En effet, à l'entendre, les inquiétudes soulevées par de nombreux signataires sur de nombreuses pétitions n'émaneraient que des milieux catholiques et islamiques conservateurs. Belle manière ô combien facile de balayer des arguments d'un revers de la main en disant qu'ils sont exprimés et orchestrés par des extrémistes.
Directeur d'une des plus grandes écoles de la Région bruxelloise, je me permets de prendre à mon tour la plume pour exprimer ma désapprobation.Tout d'abord, je m'inscris totalement dans la nécessité de prodiguer de telles animations. …
…Rien à redire, non plus, sur la nécessité de les dispenser en 6e primaire (le monde est ce qu'il est et nos enfants doivent apprendre à le décoder).
Par contre, des intentions à peine voilées à destination d'enfants encore plus jeunes sont véritablement problématiques. Nul propos complotiste dans ce que je vous écris. Des spécialistes de l'EVRAS ambitionnent d'étendre les animations à toute la durée de l'enseignement obligatoire, donc de 3 à 18 ans.
Par ailleurs, une série de contenus du référentiel sont de nature à faire en sorte que des jeunes, même de très jeunes enfants, se posent des questions qu'ils ne se seraient jamais posées et normalisent des comportements problématiques (non pas en termes de morales religieuses, mais en termes de construction affective) : échanges de sextos, de nudes, etc. .
Enfin, ce texte, comme d'autres textes, consacre l'autodétermination des jeunes au point de mettre leurs parents sur la touche.

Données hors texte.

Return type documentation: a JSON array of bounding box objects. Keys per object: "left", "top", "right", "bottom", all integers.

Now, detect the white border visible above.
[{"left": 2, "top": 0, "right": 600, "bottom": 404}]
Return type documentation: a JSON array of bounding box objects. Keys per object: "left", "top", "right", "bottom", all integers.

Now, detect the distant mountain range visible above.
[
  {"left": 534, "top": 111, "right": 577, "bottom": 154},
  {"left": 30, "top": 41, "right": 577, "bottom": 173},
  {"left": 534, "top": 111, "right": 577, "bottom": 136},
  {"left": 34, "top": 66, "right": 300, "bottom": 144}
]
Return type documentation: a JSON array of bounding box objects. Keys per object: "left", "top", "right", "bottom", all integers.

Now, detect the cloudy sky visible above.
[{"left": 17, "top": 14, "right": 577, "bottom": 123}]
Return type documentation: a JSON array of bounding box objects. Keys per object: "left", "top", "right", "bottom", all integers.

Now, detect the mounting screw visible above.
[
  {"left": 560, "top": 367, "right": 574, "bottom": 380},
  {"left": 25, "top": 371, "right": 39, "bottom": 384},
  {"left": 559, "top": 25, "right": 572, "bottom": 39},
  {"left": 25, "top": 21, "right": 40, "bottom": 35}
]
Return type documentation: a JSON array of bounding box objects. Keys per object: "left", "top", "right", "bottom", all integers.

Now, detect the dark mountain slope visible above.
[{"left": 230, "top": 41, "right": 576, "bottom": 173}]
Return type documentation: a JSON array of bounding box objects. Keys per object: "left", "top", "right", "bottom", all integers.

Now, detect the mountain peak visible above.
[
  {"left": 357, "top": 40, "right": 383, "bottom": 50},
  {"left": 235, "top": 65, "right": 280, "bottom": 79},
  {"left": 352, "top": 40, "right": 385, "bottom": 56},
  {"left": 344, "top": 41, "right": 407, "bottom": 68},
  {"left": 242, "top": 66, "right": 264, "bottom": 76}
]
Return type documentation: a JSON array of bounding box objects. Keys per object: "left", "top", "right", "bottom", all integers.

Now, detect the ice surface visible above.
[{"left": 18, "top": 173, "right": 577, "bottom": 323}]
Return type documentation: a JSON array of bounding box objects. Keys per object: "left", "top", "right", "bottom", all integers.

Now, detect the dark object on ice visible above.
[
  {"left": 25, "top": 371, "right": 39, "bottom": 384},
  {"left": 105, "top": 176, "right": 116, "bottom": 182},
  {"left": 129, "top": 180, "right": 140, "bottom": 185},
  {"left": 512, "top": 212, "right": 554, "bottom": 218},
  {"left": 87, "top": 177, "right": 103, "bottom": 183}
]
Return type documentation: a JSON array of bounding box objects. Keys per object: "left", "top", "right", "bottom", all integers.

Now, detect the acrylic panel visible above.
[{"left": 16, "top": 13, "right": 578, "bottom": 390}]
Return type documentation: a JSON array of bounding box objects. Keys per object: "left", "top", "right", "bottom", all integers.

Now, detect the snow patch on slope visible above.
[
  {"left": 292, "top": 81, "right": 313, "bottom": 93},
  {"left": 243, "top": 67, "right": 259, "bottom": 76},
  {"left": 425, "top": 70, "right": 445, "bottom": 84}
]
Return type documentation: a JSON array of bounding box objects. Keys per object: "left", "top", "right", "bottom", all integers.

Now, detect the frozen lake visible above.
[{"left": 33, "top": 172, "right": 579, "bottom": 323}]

Il me parait essentiel de rappeler que les parents, quelle que soit la forme de leur famille, restent les principaux acteurs de l'éducation de leurs enfants.
Voilà qui résume bien l’essentiel de la situation au stade actuel !
Car ce que le directeur dénonce, se trouve bien dans la circulaire 9020 qui a été distribuée aux établissements scolaires où l’on parle de généraliser l’EVRAS de la 3ème maternelle à la 3ème secondaire.
Un dialogue et des garanties
On reste donc dans le flou. Va-t-on oui ou non parler de sexualité et de genre avant la 6ème primaire ? Si oui, sur quelles base scientifique et pédagogique la ministre peut-elle le justifier ? Va-t-on se contenter d’évoquer les directives de l’OMS ou va-t-on enfin tenir compte de l’avis des professionnels de l’enfance et des citoyens de notre pays ? Beaucoup de parents estiment qu’à cet âge l’éducation à la vie affective et relationnelle suffit et que lorsqu’un enfant a une demande sur ces questions, elle doit être abordée de manière individuelle avec les professionnels déjà présents.
Pour l’instant, une chose est claire : on n’a pas fini de parler du programme EVRAS, et ce ne sont pas quelques déclarations de bonnes intentions qui endormiront la vigilance des parents. Il est temps qu’un véritable dialogue avec tous les acteurs concernés puisse s’engager, afin que les outils de référence et les programmes mis en place restent avant tout des moyens de protéger les enfants.